Depuis la révision constitutionnelle de 2008, l'article 24 de la Constitution précise la compétence organique du Parlement à l'égard de la loi en ces termes "le Parlement vote la loi". L'article C. 34 avant 2008 était rédigé de manière inversée : la loi est votée par le Parlement. Cependant ce dernier article précise dans une définition matérielle, l'objet de la loi, c'est à dire son domaine réservé. L'articulation avec le pouvoir réglementaire est précisé dans l'article C. 37 : "les matières autres qui sont du domaine de la loi ont un caractère réglementaire". Comprendre ici : le domaine qui n'est pas réservé à la loi appartient au domaine réglementaire. Il s'agit là du système 34-37.

 

 

Si évident que cela puisse paraître, le domaine de la loi n'a pas toujours été précisée. Il aura fallu attendre la Constitution du 4 Octobre 1958.

 

 

I. Les Rapports entre loi et Règlement avant 1958.

 

Les deux critères de la loi : organique et matériel.

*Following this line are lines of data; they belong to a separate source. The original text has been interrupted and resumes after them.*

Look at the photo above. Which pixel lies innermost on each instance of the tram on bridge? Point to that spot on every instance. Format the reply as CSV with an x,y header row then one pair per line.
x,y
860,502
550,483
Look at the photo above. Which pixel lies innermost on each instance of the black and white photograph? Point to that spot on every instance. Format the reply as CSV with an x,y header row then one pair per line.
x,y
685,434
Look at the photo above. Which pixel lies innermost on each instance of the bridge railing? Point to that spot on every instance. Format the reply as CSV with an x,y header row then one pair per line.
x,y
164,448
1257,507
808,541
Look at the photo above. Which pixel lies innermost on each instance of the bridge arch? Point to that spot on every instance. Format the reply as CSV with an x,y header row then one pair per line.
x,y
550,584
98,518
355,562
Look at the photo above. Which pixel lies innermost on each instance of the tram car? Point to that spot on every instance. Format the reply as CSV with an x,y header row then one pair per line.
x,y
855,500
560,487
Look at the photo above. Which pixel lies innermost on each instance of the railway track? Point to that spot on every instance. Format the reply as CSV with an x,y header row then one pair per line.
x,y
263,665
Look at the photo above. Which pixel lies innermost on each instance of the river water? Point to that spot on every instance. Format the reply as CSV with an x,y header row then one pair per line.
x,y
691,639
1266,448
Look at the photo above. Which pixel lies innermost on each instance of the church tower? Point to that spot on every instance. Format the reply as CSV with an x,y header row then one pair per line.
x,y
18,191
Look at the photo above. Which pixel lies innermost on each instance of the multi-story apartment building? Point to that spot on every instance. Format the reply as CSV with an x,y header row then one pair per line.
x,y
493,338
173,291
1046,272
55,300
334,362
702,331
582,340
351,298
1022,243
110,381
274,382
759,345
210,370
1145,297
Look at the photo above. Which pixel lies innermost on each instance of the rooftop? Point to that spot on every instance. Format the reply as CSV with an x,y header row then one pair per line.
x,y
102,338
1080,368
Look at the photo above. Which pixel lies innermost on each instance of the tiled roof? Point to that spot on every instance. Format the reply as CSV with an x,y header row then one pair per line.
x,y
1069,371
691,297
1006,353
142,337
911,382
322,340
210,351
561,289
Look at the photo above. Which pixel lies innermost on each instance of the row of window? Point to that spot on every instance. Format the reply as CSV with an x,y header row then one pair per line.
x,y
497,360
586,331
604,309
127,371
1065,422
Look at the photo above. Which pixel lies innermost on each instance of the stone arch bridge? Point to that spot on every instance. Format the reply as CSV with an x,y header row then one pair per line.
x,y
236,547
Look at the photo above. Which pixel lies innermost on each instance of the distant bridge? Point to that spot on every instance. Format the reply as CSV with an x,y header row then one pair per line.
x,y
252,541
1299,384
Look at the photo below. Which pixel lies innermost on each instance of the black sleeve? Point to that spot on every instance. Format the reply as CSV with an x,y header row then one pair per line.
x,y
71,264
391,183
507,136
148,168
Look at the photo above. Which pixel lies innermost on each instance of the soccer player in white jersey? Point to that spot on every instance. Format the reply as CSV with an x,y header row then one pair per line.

Notre fameux Jean Jacques (Rousseau, Du Contrat Social) rappelait le précept selon lequel "la loi est l'expression de la volonté générale", formule reprise dans un article 6 tout aussi fameux de la DDHC. Pour notre homme, la loi doit être générale par son auteur (représentant organique, l'Institution concernée) et par son objet (définition matérielle du domaine, rapport au contenu de la règle). Le droit français à la révolution ne va pas retenir l'aspect matériel mais simplement formel (=organique). En effet à l'issue de la toute première Constitution française de 1791, l'Assemblée nationale est seule dépositaire de la souveraineté nationale (et le bicamérisme n'existe pas). La nécessité de définir l'aspect matériel n'est pas perçue par les Constituants ; l'article 6 est sans appel : "le pouvoir exécutif ne peut faire aucune loi (le despotisme des Edits royaux est dans toutes les têtes à cette époque), même provisoire". Formellement et matériellement, le pouvoir est attribué à l'Assemblée nationale qui édicte seule les lois. Rapidement le fonctionnement des pouvoirs publics va se faire difficile. L'instabilité va nécessiter de l'action politique une réactivité et par conséquent un gouvernement plus fort. Sous le directoire un pouvoir de "réglementation générale" est créé au profit du pouvoir exécutif. Il ne faut pas très longtemps pour que l'initiative gouvernementale soit conçue. Sous la Constitution de l'an VIII il est prévu que "le gouvernement propose les lois et fait les réglements nécessaires pour en assurer leur exécution".

 

La question des domaines de la loi et du règlement est posée.

 

 

Le pouvoir réglementaire dans l'abstention du pouvoir législatif.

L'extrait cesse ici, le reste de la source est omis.